TEXT & PHOTO◎伊倉道男(IKURA Michio)

子どもの頃、窓、玄関ドアを開けて、初めて外を見た時を憶えている? そこには無限に広がっていく世界があり、風が吹き、太陽が燦々と輝いていた。好奇心は高まり、遠くへ遠くへと思い、心だけが旅に出て行く。自転車を手に入れ、バイクを手に入れ、そしてクルマを手に入れる。小さな世界は大きく広がり、いつの間にか世界を手にしたような気がして、「移動する楽しさ」を苦に思ったりしてしまう。国際線の飛行機の中、いつの間にか窓の外を眺めるのをやめ、身体を休める事に専念する。窓の外には広大なシベリアの大地が、うねり、そして凍り付いた大河が輝いていると言うのに。

ひとつの思いとして、僕には舟に対する憧れがある。海からほど遠い所で生まれた事もあるのだろう、目の前にある川を自由に動き回れる舟が欲しい。お年玉でおもちゃのビニール製のボートを手に入れた。仲の良い友人と正月の3が日に漕ぎ出し、そしてひとりが川に落ちた。川を下ると、岩に擦れて、お年玉はあっという間に泡と消えた。

約30年ほど前のクレッパー・アエリウスの木製フレーム。ドイツ製。カヤックのロールスロイスと呼ばれ、ベーリング海を渡ったカヤックとして有名。え?ベーリング海ってどこよ?ですけれど。わかりやすいように、リブはすべて組んである。前後を別々に船体布に入れ込み組み上げる。

人の力で進む舟を分類してみよう。まず、進行方向に背中を向けて漕ぐ舟がボート。進行方向を向いてパドルするのがカヌーと考えて良いと思う。そのカヌーの種類も多く、海や川用、競技用と、また、新素材を使った物等と多種に分類されている。

カヤックを組み終えて出港の準備。パトルが2組有るのは、ソロで乗る時はスペア。タンデムなら、前の人に合わせてパドルを使う。タンデムの場合はパドルを落とした場合、もうひとりのパドリングでカヤックを寄せて回収する。

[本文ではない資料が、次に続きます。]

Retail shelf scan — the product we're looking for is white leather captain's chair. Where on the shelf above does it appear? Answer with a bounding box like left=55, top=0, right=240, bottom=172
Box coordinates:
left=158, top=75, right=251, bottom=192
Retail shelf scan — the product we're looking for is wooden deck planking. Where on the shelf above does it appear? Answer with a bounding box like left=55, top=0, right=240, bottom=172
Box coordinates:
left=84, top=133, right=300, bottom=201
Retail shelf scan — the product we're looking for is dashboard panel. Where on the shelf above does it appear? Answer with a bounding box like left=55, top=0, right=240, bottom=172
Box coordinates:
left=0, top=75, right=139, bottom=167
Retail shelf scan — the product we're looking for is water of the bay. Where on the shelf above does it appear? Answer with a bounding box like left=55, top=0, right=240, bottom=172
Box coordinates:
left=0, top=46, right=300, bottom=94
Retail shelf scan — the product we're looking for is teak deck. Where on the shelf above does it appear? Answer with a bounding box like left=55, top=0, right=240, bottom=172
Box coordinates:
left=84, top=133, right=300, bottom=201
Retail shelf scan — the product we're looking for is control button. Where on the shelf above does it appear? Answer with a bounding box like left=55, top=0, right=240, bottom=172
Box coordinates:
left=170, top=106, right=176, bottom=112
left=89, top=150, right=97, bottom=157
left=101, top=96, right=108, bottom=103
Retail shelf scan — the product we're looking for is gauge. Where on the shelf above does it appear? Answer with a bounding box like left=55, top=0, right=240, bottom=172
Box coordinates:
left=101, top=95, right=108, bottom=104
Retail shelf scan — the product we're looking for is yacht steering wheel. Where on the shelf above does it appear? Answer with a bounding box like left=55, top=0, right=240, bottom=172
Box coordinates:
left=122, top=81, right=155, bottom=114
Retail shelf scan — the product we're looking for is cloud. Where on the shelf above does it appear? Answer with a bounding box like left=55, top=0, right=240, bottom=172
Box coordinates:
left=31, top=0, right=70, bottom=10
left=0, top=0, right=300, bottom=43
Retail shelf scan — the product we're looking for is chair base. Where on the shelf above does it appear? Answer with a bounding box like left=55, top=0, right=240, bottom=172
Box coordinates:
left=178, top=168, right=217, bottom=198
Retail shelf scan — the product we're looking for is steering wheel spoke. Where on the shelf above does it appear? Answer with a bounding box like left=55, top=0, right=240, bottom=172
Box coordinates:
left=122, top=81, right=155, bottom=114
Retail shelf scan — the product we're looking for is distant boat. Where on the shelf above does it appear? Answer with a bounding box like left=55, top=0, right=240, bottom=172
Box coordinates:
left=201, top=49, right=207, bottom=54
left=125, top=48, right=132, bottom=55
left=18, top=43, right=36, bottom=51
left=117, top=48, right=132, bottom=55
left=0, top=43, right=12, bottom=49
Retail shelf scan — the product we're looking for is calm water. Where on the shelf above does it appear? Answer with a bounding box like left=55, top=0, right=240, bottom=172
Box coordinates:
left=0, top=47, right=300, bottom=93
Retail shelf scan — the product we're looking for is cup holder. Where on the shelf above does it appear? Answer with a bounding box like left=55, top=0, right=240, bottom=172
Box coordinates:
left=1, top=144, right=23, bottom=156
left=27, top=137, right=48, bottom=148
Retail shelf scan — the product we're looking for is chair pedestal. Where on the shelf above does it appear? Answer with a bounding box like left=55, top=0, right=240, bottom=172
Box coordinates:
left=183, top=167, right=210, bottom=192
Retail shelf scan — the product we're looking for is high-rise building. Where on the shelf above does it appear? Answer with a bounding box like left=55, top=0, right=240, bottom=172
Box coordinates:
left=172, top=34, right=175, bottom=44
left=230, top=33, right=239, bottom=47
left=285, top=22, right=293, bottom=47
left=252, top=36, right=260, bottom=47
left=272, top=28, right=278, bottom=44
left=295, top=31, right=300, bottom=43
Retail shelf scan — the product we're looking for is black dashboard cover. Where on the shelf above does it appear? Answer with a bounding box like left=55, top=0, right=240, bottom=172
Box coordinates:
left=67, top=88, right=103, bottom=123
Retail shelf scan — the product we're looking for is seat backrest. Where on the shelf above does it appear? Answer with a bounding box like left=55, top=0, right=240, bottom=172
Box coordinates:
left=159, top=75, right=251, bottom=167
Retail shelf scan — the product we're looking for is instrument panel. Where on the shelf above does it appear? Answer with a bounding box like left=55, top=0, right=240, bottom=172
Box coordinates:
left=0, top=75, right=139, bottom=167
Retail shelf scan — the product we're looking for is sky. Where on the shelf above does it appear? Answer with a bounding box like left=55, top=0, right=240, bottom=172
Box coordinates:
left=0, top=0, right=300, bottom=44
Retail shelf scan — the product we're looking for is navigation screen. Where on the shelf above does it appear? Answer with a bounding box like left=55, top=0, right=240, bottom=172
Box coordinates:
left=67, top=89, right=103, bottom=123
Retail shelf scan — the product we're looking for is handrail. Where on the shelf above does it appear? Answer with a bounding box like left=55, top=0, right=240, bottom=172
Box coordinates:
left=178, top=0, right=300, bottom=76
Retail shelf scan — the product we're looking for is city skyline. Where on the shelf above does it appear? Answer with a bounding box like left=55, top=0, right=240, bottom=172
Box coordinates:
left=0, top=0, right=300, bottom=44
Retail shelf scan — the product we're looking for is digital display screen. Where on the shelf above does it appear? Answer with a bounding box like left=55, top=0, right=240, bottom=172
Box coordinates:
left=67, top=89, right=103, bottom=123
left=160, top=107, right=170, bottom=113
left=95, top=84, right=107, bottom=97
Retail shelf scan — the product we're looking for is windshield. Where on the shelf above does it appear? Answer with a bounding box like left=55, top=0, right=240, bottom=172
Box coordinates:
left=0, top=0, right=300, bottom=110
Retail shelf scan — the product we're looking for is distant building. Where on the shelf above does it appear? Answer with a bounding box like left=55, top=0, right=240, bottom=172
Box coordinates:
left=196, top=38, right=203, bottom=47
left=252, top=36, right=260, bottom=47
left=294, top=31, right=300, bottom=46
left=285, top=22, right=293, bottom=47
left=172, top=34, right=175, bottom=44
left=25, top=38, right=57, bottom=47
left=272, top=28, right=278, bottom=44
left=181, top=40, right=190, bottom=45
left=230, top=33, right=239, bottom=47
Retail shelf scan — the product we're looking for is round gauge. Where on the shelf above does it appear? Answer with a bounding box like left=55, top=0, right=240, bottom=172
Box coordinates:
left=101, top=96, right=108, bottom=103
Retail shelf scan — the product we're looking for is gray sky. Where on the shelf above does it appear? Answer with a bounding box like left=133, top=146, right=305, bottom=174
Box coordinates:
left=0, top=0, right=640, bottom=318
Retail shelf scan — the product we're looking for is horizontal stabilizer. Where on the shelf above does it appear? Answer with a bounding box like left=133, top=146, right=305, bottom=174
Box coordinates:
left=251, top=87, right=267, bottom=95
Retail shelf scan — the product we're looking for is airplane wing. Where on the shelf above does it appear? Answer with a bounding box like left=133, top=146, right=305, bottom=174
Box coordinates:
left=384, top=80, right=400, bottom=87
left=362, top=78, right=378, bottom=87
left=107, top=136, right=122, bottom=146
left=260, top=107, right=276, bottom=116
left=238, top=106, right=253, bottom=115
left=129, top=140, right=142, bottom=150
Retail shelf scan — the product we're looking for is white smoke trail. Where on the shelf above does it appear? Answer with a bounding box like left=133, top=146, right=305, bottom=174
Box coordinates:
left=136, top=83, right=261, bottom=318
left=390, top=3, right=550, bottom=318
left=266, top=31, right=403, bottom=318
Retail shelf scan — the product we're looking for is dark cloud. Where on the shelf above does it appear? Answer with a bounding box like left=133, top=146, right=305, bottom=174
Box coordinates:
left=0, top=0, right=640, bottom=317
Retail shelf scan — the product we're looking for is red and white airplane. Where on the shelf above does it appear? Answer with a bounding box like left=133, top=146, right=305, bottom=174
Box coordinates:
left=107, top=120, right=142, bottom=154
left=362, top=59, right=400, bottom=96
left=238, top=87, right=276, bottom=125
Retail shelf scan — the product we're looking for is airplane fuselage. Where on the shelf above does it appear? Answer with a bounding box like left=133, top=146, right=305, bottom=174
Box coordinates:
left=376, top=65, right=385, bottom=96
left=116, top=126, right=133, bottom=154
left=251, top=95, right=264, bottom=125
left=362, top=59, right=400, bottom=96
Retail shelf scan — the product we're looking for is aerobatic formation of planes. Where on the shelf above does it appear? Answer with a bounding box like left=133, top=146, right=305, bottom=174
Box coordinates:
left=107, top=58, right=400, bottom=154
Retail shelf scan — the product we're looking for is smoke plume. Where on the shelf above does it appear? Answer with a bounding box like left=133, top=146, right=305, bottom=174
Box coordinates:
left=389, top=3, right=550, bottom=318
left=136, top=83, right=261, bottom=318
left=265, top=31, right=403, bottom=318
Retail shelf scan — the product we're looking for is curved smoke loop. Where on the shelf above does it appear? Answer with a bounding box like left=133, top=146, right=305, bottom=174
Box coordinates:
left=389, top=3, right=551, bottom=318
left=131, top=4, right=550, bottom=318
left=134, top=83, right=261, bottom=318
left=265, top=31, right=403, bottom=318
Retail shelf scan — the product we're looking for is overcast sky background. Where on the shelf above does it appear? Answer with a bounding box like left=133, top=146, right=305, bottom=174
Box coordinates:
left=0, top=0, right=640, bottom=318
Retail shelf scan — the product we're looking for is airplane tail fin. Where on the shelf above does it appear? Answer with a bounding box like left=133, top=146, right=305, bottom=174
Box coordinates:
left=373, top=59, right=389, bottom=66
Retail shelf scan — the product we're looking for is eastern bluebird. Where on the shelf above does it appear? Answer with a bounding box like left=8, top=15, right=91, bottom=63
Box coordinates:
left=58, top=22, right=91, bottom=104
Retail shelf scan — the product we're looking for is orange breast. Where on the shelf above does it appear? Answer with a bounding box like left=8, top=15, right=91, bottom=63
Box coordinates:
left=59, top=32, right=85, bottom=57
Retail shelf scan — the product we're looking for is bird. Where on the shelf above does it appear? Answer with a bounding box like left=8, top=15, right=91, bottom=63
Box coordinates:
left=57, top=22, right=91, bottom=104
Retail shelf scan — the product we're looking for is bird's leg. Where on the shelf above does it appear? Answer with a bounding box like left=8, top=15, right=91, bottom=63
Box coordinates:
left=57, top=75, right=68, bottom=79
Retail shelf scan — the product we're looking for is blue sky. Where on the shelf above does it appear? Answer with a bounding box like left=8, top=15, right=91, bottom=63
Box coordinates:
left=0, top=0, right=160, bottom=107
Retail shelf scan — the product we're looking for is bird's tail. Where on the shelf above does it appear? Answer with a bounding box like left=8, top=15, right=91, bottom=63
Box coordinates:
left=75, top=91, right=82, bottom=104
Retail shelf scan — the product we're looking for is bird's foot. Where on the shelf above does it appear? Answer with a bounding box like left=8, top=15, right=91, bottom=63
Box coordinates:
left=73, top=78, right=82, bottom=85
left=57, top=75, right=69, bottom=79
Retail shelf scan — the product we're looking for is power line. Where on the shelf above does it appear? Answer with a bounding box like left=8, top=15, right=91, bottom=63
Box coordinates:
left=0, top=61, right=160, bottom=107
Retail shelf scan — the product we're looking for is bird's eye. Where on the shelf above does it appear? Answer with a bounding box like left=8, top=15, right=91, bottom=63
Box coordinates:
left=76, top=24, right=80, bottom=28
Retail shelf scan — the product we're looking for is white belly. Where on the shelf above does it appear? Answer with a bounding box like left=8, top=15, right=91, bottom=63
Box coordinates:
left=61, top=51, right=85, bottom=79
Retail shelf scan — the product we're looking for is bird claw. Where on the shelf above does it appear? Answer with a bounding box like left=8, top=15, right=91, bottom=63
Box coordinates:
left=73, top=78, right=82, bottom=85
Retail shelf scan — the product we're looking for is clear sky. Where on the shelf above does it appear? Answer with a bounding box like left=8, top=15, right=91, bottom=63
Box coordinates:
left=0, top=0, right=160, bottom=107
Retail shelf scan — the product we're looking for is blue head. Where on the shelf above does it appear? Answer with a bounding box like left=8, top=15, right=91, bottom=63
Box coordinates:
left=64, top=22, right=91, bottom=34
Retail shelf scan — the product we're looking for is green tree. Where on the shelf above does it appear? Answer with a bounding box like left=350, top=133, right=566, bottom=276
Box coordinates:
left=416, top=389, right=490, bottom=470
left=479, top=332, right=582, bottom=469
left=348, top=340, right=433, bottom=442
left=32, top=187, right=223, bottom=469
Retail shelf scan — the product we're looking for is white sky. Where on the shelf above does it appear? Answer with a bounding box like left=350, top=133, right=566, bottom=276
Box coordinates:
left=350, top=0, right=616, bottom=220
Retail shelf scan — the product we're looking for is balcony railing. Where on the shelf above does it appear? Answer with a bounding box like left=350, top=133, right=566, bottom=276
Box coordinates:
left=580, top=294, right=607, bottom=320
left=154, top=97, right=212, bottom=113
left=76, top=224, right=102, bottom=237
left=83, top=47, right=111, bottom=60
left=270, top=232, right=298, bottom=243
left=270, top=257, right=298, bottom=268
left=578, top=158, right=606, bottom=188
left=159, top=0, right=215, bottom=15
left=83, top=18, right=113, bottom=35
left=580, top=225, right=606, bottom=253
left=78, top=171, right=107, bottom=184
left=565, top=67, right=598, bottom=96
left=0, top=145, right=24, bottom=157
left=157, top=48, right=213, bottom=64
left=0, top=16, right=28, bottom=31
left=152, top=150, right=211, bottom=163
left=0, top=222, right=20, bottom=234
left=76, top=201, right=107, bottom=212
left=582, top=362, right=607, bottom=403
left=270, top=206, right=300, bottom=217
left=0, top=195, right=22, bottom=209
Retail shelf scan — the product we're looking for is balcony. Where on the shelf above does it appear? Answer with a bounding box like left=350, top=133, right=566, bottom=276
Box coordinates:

このクレッパー・アエリウス(以下クレッパー)はカヌー→カヤック→ホールディングカヤックに分類される。ホールディングとは組み立て式と考えてよい。フレームを組み、船体布と言われるスキンを被せる。利点としては、小さくなり、クルマの内部に積む事が出来る。クレッパーを組むスピードは僕は約25分。クレッパー社が行なったコンテストでは、最短17分程度で組み終わった人もいる。クレッパーはドイツの会社だが、日本にもホールディングカヤックを、製造販売している会社はある。代表的なメーカーは、フジタカヌー、アウトドアのモンベルもアルフェックと言うモデルを販売、各社、ソロやタンデム等を数種類販売している。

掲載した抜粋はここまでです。